Когда все ушли, Иван Ефимович раздумывал над тем, правильно ли он вел себя на сегодняшней несостоявшейся планерке. В принципе-то правильно. Но надо вести себя поспокойнее… Люди привыкли к планеркам. Собственно, дело не только в планерках. Планерки всего лишь форма; суть в содержании. Не те методы руководства — в этом он был убежден…

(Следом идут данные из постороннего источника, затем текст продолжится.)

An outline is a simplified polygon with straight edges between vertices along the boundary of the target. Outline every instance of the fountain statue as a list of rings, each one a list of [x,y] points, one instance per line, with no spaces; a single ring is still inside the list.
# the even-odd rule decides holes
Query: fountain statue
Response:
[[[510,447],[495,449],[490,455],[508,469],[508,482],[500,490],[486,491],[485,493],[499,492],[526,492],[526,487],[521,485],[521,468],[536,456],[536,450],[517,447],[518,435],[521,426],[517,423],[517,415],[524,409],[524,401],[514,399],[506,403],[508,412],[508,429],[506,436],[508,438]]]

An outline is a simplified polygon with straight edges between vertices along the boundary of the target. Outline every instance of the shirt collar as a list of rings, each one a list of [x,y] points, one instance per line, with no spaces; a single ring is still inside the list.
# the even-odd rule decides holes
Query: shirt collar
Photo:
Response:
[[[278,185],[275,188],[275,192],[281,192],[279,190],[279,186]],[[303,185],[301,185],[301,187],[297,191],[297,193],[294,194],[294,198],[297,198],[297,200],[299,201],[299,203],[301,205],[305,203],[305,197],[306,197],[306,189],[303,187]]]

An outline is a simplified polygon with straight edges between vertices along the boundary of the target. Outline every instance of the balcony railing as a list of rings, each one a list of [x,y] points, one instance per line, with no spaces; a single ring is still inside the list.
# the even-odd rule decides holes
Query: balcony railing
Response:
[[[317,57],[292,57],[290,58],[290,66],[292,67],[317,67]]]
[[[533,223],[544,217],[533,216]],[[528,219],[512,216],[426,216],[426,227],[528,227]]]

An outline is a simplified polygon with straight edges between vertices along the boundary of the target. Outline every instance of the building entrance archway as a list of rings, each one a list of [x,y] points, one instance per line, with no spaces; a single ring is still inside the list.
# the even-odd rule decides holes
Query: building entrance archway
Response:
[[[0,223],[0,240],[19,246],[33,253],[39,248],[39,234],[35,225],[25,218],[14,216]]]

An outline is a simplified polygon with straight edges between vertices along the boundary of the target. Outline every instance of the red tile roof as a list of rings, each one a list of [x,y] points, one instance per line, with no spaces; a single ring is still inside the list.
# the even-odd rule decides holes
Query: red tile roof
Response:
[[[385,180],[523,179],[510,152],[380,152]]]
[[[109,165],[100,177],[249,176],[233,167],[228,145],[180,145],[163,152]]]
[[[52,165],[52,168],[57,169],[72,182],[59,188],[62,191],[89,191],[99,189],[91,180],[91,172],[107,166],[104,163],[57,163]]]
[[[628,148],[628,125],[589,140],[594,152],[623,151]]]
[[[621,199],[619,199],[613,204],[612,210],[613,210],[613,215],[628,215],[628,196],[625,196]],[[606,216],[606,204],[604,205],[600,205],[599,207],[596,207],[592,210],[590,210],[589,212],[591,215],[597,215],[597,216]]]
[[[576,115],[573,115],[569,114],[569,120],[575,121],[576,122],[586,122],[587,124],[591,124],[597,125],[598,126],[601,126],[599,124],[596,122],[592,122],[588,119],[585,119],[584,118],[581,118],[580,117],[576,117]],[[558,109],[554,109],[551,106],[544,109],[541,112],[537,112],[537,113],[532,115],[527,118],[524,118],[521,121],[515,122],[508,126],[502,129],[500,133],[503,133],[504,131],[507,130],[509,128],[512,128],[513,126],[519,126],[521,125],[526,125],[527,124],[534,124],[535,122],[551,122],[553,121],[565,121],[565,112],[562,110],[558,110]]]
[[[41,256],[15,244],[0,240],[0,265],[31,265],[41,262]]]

Резко и грубо зазвонил телефон.
— Максим Максимович?! А где он?! Ну… все равно. Из Травного, говорит… — Мужчина назвал свою фамилию. — Тут вот какое дело… Зарплату срезают. Я щели заделывал в свинарнике, в общем, свинарник отремонтировал. Ну так вот, мало заплатили, вычеты непонятно какие.
— Ас бухгалтерами говорили?
— С Вьюшковым толковал. Тити-мити, говорю, недодаете. А у него смехи.
— Поговорите с бухгалтером фермы.
Только положил трубку — опять звонок. Снова из Травного. Бойковатый женский голос:
— Мне бы путевку в дом отдыха. Дома разве отдохнешь. Я уже четыре дня как в отпуске. Весь отпуск пролетит — не заметишь.
«Шпарит как из пулемета. Тысяча слов в минуту».
— Обращайтесь в рабочком. Путевки там есть… А у меня путевок нет… Нет у меня путевок, понимаете!
Вошел Птицын. Сейчас это был уже какой-то другой Птицын — обыкновенная улыбка, спокойный, мягкий голос:
— Хулиганы витрину повалили с комсомольской газетой. Не то, чтобы совсем, но уже не в вертикальном положении…
Все эти люди, кажется, решили завалить Лаптева своими мелочами.
— Пусть у секретаря комитета комсомола голова болит. А нам надо подумать вот о чем. В совхозе два месяца не выдавали зарплату.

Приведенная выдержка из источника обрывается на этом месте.